Today I heard from three friends, all of whom have great faith...and great trials. One is facing having to stop her cancer treatments because she can't afford to continue, another's sister in law is being sent home to die from a cancer they thought they had gotten and a third has had to sell her car just to keep afloat as she looks for a job.
I know the Scriptures that say God takes care of us, that he answers when he ask, etc. but news like this shakes my faith. I can understand why a scholar like Bart Ehrman, who once was a devout Christian, can become an agnostic when the absence of God is more real than God's presence.
Even more to the point, news like this makes me wonder, no, fear, that just as God has let down my friends, he may let me down as well. He may not answer my prayers, either. I may ask for bread and be given a scorpion, just like my friends.
When those thoughts come, and they do come, I have to take a deep breath and remind myself that I cannot judge God on second-hand evidence. Even though I think I know what my friends have prayed (and I may have even prayed with them!), I cannot know what the prayers deep in their hearts have been. Nor can I know exactly how God is dealing with them.

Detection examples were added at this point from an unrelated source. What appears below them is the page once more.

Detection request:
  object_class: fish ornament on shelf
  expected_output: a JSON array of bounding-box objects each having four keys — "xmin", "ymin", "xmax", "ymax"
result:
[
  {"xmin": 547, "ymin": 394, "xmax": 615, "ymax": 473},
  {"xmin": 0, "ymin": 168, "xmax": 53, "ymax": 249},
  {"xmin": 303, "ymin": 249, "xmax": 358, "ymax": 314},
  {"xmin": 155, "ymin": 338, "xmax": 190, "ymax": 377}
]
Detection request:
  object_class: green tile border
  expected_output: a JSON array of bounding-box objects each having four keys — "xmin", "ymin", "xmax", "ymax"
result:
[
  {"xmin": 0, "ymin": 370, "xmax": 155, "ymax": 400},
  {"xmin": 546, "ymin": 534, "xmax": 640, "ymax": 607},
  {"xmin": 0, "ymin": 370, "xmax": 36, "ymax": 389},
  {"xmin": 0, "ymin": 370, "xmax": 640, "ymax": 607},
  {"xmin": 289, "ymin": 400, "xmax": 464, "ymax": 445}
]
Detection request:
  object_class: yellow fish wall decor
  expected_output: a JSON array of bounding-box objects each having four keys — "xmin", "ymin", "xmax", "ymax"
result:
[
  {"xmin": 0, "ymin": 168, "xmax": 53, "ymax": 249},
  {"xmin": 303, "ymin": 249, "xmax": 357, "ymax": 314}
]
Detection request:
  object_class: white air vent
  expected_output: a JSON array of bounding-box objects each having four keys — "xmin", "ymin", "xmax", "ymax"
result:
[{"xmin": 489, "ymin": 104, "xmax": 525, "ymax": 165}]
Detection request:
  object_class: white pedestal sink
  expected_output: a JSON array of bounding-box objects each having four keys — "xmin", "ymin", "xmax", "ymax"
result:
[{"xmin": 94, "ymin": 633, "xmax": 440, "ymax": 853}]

Oh I can guess. And they can tell me what they want me to know. But it still remains second-hand evidence. The only absolute evidence that I can use to judge God is how he deals with me.
These past 16 months have been the hardest of my life. There is no way, if I had been shown them ahead of time would I have believed I could have survived. Yet, I have survived. Sometimes it feels like survival by the skin of my teeth, but I have survived.
I'd like to say that through it all I've felt God's presence yada yada yada, but that would be a mistruth. A lot of the time I've cried out into the dark and heard only the echo of my own sobs. God has not been the ever-present comforter that some people claim to experience. A lot of the time I've felt only a void, an emptiness and a profound fear for what might be next.
I'd probably give up on God except that I feel like Peter--"Where would I go?" If I abandoned my faith in the Divine, in the ineffable mystery, in that which is beyond me and my ego, where indeed would I go?
Today, after swallowing the pieces of bad news, I went to my confessor after having done what 12 Steps call an inventory of my past. Over the weekend, I had examined my life from earliest days and now came to confess all those things done and undone, said and unsaid that may still be having an affect on my life. In his wisdom, Fr. Richard said that when one removes a whole lot of sin, it creates a void that we must fill consciously, lest the garbage of the world swirl into the hole.
So today I'm praying that I can know what to fill the hole with...so that I have first-hand evidence upon which to judge the promises of God.
Because I really really want to believe that they are all true.